Islam sangat melindunig perempuan. Sudah sering dijabarkan, betapa rasa kasih sayang Allah SWT tercermin dalam syariat Islam yang mengatur peran dan kedudukan seorang perempuan. Seperti perempuan sebagai manajer rumah tangga, sehingga lebih banyak beraktivitas di ruang privat. Hal ini mempersempit peluang terjadinya bentuk-bentuk eksploitasi, kekerasan dan pelecehan terhadap perempuan.

Kalaupun orang di lingkungan tempat tinggainya berpotensi melakukan kekerasan dan pelecehan, tetap jauh lebih kecil pepeluangnya dibanding perempuan itu dibiarkan berkeliaran dan dieksploitasi. Seperti kasus banyaknya TKW yang disiksa, bahkan dibunuh majikan. Semua tidak akan terjadi manakala TKW tersebut sudah ada yang menanggung nafkahnya sehingga tidak perlu bekerja.
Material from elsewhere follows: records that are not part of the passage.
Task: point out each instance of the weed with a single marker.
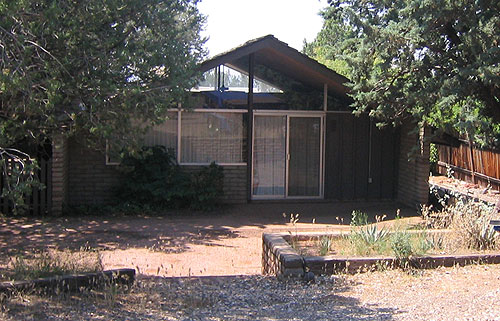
(368, 240)
(294, 218)
(359, 218)
(325, 244)
(53, 262)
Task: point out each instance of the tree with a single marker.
(97, 69)
(435, 61)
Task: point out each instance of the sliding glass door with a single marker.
(287, 157)
(269, 155)
(304, 165)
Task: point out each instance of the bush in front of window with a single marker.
(153, 179)
(207, 187)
Karena itu, sudah selayaknya para perempuan merindukan datangnya pemimpin yang benar benar peduli, menjadi pelindung dan pengayom kaumnya. Hal itu pernah dicontohkan di masa Khilafah. Dahulu, di masa keemasan Islam ada Seorang teladan abadi sepanjang masa. Ia adalah Khalifah Al ­Mutashim dari dinasti Bani Abbasiyah (833-842 Masehi). Kisah heroik Al-Mutashim dicatat dengan tinta emas sejarah islam dalam kitab al-Kamil fi al-Tarikh karya Ibn Al-Athir. Peristiwa bersejarah itu terjadi 223 Hijriyah, dalam judul Penaklukan Kota Ammuriah.

Pada 837, Al-Mutashim Billah menyahut seruan seorang budak Muslimah dari bani Hasyim yang sedang berbelanja di pasar. Ia meminta pertolongan karena diganggu dan dilecehkan kaum Romawi. Kainnya dikaitkan ke paku sehingga ketika berdiri, terlihatlah sebagian auratnya.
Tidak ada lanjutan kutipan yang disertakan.